The GM Authority Take
This kind of penny-pinching is completely unnecessary. Forget about design and engineering — it’s the quality of the parts that ultimately make or break a car/car brand, its reputation, and everything in between. In that respect, GM’s parts requirements are top-notch — a policy that results in much-better products than those offered by the competition. People may not see or feel their benefits on a daily basis, but they will surely appreciate the extra effort (say on an especially cold winter morning) that GM has placed in the requirements of its parts (by being able to start their GM vehicle, while the neighbor’s Kia keep cranking, but never turns over).
But let’s imagine that Opel were to start supplying its own parts… has Mr. Sedran considered the repercussions the move may cause for the larger GM? In essence, Opel sourcing its own parts may result in a negative effect on the economies of scale (read: price increase) for the larger GM parts sourcing operations.

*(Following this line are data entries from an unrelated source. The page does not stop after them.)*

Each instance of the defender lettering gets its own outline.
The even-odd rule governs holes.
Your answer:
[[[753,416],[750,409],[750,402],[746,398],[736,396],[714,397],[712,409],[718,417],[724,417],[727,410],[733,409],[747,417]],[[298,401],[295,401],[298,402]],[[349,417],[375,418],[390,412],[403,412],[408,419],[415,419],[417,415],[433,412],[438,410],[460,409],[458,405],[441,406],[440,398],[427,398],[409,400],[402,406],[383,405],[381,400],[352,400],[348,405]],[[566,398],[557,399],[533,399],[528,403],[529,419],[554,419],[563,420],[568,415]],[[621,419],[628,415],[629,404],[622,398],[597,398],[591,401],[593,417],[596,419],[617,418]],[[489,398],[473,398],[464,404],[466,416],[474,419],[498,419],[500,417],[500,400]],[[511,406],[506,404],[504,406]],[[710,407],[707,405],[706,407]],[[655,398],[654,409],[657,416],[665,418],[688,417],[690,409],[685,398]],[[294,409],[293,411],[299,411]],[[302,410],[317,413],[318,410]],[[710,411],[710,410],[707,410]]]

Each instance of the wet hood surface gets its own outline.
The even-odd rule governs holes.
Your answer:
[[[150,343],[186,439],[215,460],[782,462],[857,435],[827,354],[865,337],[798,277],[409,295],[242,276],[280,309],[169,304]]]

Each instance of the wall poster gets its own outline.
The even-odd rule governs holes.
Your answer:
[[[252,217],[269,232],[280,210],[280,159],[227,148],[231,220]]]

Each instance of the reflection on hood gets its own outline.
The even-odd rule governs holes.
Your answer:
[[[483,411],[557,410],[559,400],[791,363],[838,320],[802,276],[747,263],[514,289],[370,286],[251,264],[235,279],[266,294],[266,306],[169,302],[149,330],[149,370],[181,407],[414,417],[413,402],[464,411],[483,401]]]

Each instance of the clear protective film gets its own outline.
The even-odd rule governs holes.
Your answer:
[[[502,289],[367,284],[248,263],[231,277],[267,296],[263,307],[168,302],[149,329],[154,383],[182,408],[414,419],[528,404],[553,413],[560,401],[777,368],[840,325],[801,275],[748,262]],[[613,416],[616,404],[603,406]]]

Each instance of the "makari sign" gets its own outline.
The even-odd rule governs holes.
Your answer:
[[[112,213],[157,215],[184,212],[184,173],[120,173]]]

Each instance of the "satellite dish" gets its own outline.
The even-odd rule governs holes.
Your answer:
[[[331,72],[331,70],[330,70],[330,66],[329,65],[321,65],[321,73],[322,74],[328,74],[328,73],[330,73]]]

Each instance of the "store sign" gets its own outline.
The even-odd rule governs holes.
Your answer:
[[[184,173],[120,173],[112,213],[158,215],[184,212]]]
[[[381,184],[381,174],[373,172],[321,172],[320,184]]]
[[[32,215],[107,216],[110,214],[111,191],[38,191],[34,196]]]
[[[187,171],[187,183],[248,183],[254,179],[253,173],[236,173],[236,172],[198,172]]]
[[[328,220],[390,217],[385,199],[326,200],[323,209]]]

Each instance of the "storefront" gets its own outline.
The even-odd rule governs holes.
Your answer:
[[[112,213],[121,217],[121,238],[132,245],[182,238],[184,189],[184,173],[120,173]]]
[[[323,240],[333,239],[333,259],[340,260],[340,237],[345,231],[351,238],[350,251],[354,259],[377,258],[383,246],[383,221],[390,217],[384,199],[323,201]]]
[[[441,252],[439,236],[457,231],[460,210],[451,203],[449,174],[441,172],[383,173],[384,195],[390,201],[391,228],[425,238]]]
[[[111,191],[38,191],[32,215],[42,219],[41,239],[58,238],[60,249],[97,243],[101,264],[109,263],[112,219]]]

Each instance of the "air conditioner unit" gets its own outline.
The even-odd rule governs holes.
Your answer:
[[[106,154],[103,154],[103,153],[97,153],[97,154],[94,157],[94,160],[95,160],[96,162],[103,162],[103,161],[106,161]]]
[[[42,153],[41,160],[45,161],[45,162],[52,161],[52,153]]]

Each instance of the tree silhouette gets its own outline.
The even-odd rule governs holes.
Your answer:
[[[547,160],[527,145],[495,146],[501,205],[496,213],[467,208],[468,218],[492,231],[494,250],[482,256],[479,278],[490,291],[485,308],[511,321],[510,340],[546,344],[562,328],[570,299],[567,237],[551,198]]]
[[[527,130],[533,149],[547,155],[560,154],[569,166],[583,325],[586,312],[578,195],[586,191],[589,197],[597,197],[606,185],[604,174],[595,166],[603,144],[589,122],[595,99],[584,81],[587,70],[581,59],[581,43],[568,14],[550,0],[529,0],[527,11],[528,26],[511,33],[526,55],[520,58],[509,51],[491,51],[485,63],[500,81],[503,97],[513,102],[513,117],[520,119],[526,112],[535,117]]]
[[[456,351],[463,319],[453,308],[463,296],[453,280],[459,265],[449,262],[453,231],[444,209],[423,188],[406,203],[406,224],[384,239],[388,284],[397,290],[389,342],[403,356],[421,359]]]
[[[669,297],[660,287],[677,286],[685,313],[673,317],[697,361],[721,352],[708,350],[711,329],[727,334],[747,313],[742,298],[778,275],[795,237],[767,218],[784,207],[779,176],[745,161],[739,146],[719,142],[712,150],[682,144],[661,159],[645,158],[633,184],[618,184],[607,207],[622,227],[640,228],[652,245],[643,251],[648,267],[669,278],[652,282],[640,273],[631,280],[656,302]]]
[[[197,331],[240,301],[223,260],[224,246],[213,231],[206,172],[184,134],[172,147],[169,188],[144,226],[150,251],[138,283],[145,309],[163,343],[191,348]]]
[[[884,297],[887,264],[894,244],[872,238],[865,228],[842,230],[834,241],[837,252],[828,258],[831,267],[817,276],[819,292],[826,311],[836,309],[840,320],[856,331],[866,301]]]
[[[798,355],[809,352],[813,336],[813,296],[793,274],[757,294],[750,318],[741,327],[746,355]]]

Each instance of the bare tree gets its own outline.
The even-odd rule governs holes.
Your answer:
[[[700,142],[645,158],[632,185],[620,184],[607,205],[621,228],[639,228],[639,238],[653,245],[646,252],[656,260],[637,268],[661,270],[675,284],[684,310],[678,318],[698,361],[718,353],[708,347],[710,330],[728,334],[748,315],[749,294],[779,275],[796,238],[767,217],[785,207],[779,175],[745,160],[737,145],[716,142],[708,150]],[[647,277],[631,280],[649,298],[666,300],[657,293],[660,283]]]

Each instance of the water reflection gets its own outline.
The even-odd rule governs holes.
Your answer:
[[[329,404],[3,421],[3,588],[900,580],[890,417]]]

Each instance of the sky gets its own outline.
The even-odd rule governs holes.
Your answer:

You know, it’s this kind of unnecessary cost-cutting that brought GM to its knees in the quality and reliability (and image) departments a couple of decades ago. Perhaps Mr. Sedran should focus on what truly matters to Opel — major overcapacity issues in Europe that cost the subsidiary an arm and a leg every day — and take care of those (read: shut down some plants) instead of worrying about pinching a penny here and a penny there.